Jeff King venit, vidit, dixit 05.02.2013 12:13:
> On Mon, Feb 04, 2013 at 04:27:31PM +0100, Michael J Gruber wrote:
> 
>> Recently and not so recently, we made sure that log/grep type operations
>> use textconv filters when a userfacing diff would do the same:
>>
>> ef90ab6 (pickaxe: use textconv for -S counting, 2012-10-28)
>> b1c2f57 (diff_grep: use textconv buffers for add/deleted files, 2012-10-28)
>> 0508fe5 (combine-diff: respect textconv attributes, 2011-05-23)
>>
>> "git grep" currently does not use textconv filters at all, that is
>> neither for displaying the match and context nor for the actual grepping.
>>
>> Introduce a binary mode "--textconv" (in addition to "--text" and "-I")
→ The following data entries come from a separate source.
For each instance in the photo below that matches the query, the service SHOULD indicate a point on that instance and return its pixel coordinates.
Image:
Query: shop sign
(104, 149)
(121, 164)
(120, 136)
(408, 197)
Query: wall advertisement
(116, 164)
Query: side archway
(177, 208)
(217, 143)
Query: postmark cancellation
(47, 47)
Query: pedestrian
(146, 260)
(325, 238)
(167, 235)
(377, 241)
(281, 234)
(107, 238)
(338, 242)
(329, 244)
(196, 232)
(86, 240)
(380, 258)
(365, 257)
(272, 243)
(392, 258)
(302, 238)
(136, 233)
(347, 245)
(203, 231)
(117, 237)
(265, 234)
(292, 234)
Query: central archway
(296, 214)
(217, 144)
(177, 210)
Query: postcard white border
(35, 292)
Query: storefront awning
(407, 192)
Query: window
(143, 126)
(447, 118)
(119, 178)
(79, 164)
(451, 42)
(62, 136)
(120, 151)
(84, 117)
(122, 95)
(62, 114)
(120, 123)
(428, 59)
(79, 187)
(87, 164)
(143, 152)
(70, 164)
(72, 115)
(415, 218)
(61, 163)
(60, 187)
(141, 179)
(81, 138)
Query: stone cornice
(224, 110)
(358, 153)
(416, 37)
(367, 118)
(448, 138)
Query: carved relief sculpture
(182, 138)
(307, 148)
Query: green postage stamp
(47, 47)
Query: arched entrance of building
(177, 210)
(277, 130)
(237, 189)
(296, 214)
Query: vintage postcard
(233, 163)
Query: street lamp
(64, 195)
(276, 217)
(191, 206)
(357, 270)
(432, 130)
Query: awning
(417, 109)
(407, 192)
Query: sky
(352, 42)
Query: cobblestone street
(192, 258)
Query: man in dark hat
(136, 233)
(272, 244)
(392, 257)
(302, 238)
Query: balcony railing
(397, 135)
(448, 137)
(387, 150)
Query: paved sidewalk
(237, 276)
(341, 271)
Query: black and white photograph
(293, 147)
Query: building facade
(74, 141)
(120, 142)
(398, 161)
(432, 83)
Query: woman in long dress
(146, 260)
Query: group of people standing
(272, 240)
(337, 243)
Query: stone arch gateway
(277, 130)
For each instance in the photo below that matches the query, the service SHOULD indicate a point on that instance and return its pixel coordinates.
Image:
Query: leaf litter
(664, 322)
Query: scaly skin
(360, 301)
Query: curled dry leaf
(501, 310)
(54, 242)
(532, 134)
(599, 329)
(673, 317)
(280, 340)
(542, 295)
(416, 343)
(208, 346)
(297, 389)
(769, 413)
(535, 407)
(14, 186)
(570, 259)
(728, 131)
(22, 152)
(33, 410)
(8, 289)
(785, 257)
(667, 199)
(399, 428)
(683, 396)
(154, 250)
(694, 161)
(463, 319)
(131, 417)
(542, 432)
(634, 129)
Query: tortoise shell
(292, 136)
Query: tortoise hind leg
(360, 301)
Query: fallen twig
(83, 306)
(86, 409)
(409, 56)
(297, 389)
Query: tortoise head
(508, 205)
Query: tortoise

>> which makes git grep use any configured textconv filters for grepping
>> and output purposes.
> 
> Sounds like a reasonable goal.
> 
>>     The difficulty is in getting the different cases (blob/sha1 vs.
>>     worktree) right, and in making the changes minimally invasive. It seems
>>     that some more refactoring could help: "git show --textconv" does not
>>     use textconv filters when used on blobs either. (It does for diffs, of
>>     course.) Most existing helper functions are tailored for diffs.
> 
> I think "git show" with blobs originally did not because we have no
> filename with which to look up the attributes. IIRC, the patches to
> support "cat-file --textconv" taught get_sha1_with_context to report the
> path at which we found a blob. I suspect it is mostly a matter of
> plumbing that information from the revision parser through to
> show_blob_object.
> 
>>     Nota bene: --textconv does not affect "diff --stat" either...
> 
> Yeah, though I wonder if it should be on by default. The diffstat for a
> binary file, unlike the diff, is already useful. The diffstat of the
> textconv'd data may _also_ be useful, of course.
> 
>> @@ -659,6 +659,9 @@ int cmd_grep(int argc, const char **argv, const char 
>> *prefix)
>>              OPT_SET_INT('I', NULL, &opt.binary,
>>                      N_("don't match patterns in binary files"),
>>                      GREP_BINARY_NOMATCH),
>> +            OPT_SET_INT(0, "textconv", &opt.binary,
>> +                    N_("process binary files with textconv filters"),
>> +                    GREP_BINARY_TEXTCONV),
> 
> Is this really a new form of GREP_BINARY_*? What happens when a file
> does not have a textconv filter?
> 
> I would expect this to be more like diff's "--textconv" flag, which is
> really "allow textconv to be respected". Then you could do:
> 
>   git grep -I --textconv foo
> 
> to grep in the text version of files which support it, and ignore the
> rest.
> 
>> -static int grep_source_load(struct grep_source *gs);
>> -static int grep_source_is_binary(struct grep_source *gs);
>> +static int grep_source_load(struct grep_source *gs, struct grep_opt *opt);
>> +static int grep_source_is_binary(struct grep_source *gs, struct grep_opt 
>> *opt);
> 
> Hmm. grep_source_load is more or less the analogue of
> diff_populate_filespec, which does not know about textconv at all. So I
> feel like this might be going in at the wrong layer...
> 
>> @@ -1354,14 +1356,15 @@ static int grep_source_1(struct grep_opt *opt, 
>> struct grep_source *gs, int colle
>>  
>>      switch (opt->binary) {
>>      case GREP_BINARY_DEFAULT:
>> -            if (grep_source_is_binary(gs))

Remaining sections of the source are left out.